裴郁离动作还有些吃力,但比起早上总要好了许多。

    借着寇翊的力慢慢挪到床边,费劲地将双脚塞进鞋子里。

    他动作很慢,慢到寇翊甚至想伸手去帮他穿。可想来想去,脱鞋也就是两手一扯的事,穿鞋未免感觉有些奇怪。

    他寇翊自小到大没照顾过旁人,这几日已经在这人身上破了太多例了,实在有些丢份。

    见裴郁离似乎能坐得住,他便直起身子,从着床尾的架子上取下裴郁离的外衣与他此前披的黑毛大氅,往床边一放。

    裴郁离抬起头看他一眼,又低头去瞧那衣服,又抬头看他,似乎有些为难道:“你不能帮我穿吗?”

    “”

    “我动胳膊的时候,”裴郁离在自己的胸口和胃部画了个圈,“这里一片都很疼。”

    寇翊认命地拿起衣服,一言不发地往他身上套,半晌,才问:“真的要出去吗?”

    “透口气而已,不做动作的话应该没什么大碍。”

    一盏茶的功夫,两人出现在了住船外。

    不过并未像裴郁离说的什么“你抱我”,因为他双脚落地后便发现,自己是能在搀扶的情况下往前走的。

    只不过慢了些而已。

    出了住船才发现港口上帮众众多,从垂纶岛运货回来的有一批,本身守卫港口的有一批,还有三三两两结着伴从其他地方过来的。

    总之都在往食舱去。

    当下日头生在头顶上,正是吃饭的时候,食舱里也该是人挤人的。

    寇翊略一踌躇,又转身将他往住船里扶,说着:“气也透了,在舱口等着。”

    裴郁离扶住舱门对他笑:“多谢寇爷。”

    寇翊不答这谢,却几不可查地呼出口气,就着这含笑的目光离开了。

    他的背影走出一段,裴郁离也盯着看了一段,而后才渐渐收起笑容,同样轻轻叹了口气,神情竟带了些悲伤。

    不过这情绪很快被掩下,裴郁离掀开舱帘,从里面缓步走了出来。

    他对着远处垂纶岛而来的人群定了定神,果真瞧见了一高一矮的两道身影,是熊豫和熊瑞。

    寇翊特地将他带回舱门处也正是考虑到此,天鲲帮这么多人,敢不经允许上寇翊住船的,一个都没有。

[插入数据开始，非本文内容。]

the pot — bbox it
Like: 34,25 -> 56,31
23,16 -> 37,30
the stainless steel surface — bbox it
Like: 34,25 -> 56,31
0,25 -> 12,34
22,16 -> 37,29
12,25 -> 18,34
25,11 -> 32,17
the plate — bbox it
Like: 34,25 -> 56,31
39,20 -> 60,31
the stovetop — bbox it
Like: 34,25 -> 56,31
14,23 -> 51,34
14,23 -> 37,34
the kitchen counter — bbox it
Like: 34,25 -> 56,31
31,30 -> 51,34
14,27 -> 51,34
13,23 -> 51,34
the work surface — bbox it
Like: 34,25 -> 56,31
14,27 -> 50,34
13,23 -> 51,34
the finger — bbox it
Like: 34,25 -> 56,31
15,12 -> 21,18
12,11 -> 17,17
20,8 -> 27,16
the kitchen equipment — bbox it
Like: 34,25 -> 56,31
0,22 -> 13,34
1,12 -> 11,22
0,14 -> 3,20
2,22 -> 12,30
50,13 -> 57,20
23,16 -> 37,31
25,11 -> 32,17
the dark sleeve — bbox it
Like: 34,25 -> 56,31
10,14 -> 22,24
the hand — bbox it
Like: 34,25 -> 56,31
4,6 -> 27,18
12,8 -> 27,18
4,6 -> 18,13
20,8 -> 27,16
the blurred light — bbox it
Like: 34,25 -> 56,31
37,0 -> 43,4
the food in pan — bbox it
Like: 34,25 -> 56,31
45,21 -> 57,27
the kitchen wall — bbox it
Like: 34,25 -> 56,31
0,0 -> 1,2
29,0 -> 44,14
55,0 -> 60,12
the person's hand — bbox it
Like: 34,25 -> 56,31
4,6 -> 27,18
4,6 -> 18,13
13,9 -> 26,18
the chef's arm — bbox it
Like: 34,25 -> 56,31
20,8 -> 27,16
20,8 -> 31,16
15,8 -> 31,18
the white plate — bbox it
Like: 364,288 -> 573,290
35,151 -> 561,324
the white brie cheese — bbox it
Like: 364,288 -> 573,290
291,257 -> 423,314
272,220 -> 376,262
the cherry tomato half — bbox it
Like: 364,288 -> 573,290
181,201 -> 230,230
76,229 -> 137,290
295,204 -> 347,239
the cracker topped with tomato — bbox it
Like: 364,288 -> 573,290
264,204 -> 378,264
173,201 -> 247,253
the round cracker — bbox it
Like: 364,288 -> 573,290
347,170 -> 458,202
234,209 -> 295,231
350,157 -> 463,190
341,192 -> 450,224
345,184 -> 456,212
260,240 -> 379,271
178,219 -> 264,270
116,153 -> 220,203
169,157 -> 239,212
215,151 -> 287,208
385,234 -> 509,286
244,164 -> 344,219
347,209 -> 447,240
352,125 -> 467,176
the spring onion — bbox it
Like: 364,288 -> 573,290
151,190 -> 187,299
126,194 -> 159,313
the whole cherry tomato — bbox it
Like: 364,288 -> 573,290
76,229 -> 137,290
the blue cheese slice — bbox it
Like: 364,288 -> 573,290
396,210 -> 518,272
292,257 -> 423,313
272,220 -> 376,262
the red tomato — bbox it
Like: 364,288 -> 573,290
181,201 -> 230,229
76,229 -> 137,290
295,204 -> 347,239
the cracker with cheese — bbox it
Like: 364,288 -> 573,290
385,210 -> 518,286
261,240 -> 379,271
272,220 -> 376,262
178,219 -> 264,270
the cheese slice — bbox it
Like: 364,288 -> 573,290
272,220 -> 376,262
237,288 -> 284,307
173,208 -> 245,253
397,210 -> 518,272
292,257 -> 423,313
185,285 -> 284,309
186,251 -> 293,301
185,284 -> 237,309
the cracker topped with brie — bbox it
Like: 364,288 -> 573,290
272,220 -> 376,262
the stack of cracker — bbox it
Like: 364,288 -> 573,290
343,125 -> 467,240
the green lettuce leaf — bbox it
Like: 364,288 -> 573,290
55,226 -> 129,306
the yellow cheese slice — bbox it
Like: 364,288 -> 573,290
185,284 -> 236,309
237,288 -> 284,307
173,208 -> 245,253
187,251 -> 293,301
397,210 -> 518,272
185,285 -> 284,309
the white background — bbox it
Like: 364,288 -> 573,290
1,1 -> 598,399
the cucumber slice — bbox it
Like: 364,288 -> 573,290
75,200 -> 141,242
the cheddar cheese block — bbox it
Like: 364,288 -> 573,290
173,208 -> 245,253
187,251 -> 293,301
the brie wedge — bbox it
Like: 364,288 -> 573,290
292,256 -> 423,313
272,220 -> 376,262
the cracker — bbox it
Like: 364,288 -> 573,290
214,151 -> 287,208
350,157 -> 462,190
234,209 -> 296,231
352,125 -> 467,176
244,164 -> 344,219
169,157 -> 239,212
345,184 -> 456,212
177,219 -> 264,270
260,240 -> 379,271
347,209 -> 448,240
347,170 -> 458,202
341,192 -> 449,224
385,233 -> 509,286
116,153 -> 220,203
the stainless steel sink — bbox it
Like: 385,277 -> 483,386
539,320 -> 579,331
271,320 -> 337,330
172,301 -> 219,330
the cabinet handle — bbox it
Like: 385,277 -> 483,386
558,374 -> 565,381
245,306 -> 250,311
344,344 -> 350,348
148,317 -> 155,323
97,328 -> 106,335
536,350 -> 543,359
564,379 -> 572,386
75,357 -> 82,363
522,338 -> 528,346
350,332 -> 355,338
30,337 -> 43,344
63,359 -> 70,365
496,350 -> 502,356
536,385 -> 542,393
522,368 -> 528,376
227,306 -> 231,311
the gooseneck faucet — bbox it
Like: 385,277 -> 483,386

    饭点热闹,为避免磕碰,也为了避免遇到刺儿头,这里最安全。

    刺儿头,暂且用来特指熊家兄弟。

    不过,裴郁离既然出来了,便是想见着他们。

    因此,他大氅下的手捂住胸口,眼睛越过人群,紧紧盯在那二人身上。

    熊家兄弟向着港口越来越近,被这样的一道目光盯着,下意识便抬头望去。

    就瞧见裴郁离站在甲板高处,眼神中含着丝毫不遮掩的挑衅。

    “操!”

    熊瑞当即跳脚,拳头攥得吱嘎响,别人还没怎么他,他自己先气得上蹿下跳。

    一瞧见这姓裴的,他就觉得脑袋上的口子疼得他心里都堵得慌。

    “别冲动。”熊豫伸手拦了拦熊瑞。

    熊家两兄弟即将转向去往食舱的时候,裴郁离隔空用口型道了声什么,嘴角提起一丝不屑的笑,与二人对视了良久,才转身回了船舱。

    “操!”

    这下连熊豫的火气都险些冲上天灵盖。

    裴郁离刚才的口型很清晰:

    废、物。

    第17章 火光冲天

    夜里湿冷,寇翊屋中的火盆子烧得正旺。

    越到后半夜,似乎潮湿气越消失无踪,整间屋子被股暖呼呼的热气包裹着。

    寇翊只用外衣盖在身上,侧卧在床的外侧,睡得并不安稳。

    他很少深眠,甚至连每个夜里海风的强弱、海浪打在船侧舷上的声音变化,都能清晰入耳。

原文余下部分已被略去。